Человек же, одарённый целостным осознанием собственной целостности, самодостаточен в ней вполне и в самом себе может отыскать ответы на любые свои вопросы. Такой человек не отягощён умозрительным бессилием (как и умозрительным всесилием) и управлять им, эксплуатировать его непросто — голыми руками его не возьмёшь, хотя он простодушно открыт и по-настоящему, искренне беззащитен, но с ним почему-то никто ничего не может поделать, ибо твёрдость и сила его принадлежат не ему, а спонтанно проявляющейся в нём целостности жизни: потому зачастую и называют его имморалистом, белой вороной, выродком, юродом, сумасшедшим и больным. А он беспечен и здоров, беспечален и живуч, не скулит, никого ни о чём не просит и не простирает руки к небесам с жалобным возопением: «Господи, Вседержитель, помоги, научи, исцели, дай, подари, ниспошли, искупи!..»

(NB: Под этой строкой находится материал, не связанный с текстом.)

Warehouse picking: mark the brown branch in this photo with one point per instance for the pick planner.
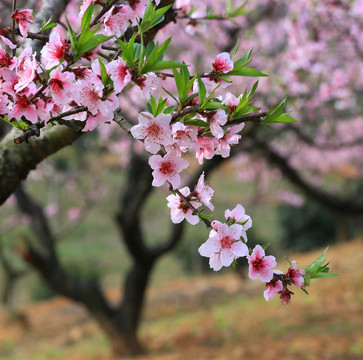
(34, 130)
(103, 12)
(343, 207)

Ретроспективно-исторически обусловленная культура, культура человеческой и общечеловеческой памяти (склада, мемориала, колумбария, музея, погреба, чердака, чулана, запасника, загашника, багажника, архива, банка, братской могилы и т.д.) в изобилии подсовывает человеку навсегда прошедший опыт навсегда прошедших времён со всем сонмом его рекультивируемых страхов, которые сводятся к главному страху — страху смерти.

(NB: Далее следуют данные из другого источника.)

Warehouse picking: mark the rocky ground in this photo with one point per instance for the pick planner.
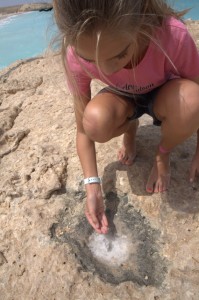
(44, 237)
(25, 7)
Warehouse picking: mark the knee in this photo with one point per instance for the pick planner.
(97, 123)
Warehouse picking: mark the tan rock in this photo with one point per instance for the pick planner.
(44, 251)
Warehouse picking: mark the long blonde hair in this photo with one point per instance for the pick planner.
(75, 17)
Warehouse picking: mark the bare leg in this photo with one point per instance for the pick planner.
(177, 105)
(127, 153)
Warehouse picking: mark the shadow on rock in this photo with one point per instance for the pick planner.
(140, 263)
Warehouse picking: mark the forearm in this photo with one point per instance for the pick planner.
(197, 146)
(87, 155)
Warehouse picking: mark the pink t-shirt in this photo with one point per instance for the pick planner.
(177, 57)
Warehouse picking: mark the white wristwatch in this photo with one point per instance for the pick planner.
(90, 180)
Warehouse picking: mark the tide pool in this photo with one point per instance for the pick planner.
(29, 34)
(25, 35)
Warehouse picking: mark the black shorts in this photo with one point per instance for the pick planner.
(143, 103)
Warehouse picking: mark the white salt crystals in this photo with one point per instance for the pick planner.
(108, 249)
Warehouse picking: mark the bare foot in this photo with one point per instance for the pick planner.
(127, 153)
(159, 177)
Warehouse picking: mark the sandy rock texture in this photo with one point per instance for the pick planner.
(44, 236)
(25, 7)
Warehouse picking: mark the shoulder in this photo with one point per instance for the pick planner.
(174, 30)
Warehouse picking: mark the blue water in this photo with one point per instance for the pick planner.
(27, 35)
(4, 3)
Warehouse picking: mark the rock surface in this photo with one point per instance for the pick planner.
(25, 7)
(44, 236)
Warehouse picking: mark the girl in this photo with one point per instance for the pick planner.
(150, 64)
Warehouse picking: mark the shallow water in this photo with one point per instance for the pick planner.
(109, 249)
(25, 35)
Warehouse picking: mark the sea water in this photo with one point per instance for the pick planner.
(25, 35)
(109, 250)
(29, 34)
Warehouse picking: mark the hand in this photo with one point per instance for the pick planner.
(95, 209)
(194, 168)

Реализуя себя во вневременной тотальности ненарочитой, непроизвольной жизни, сильный человек не боится смерти, а значит и жизни, что позволяет ему с лёгким сердцем, то есть ненадуманно, переносить любые передряги судьбы и без всякого усилия, то есть ненароком, миновать пустую суету и рабское лицемерие егозливых моралистов, подсознательно заворожённых могуществом всесокрушающей смерти.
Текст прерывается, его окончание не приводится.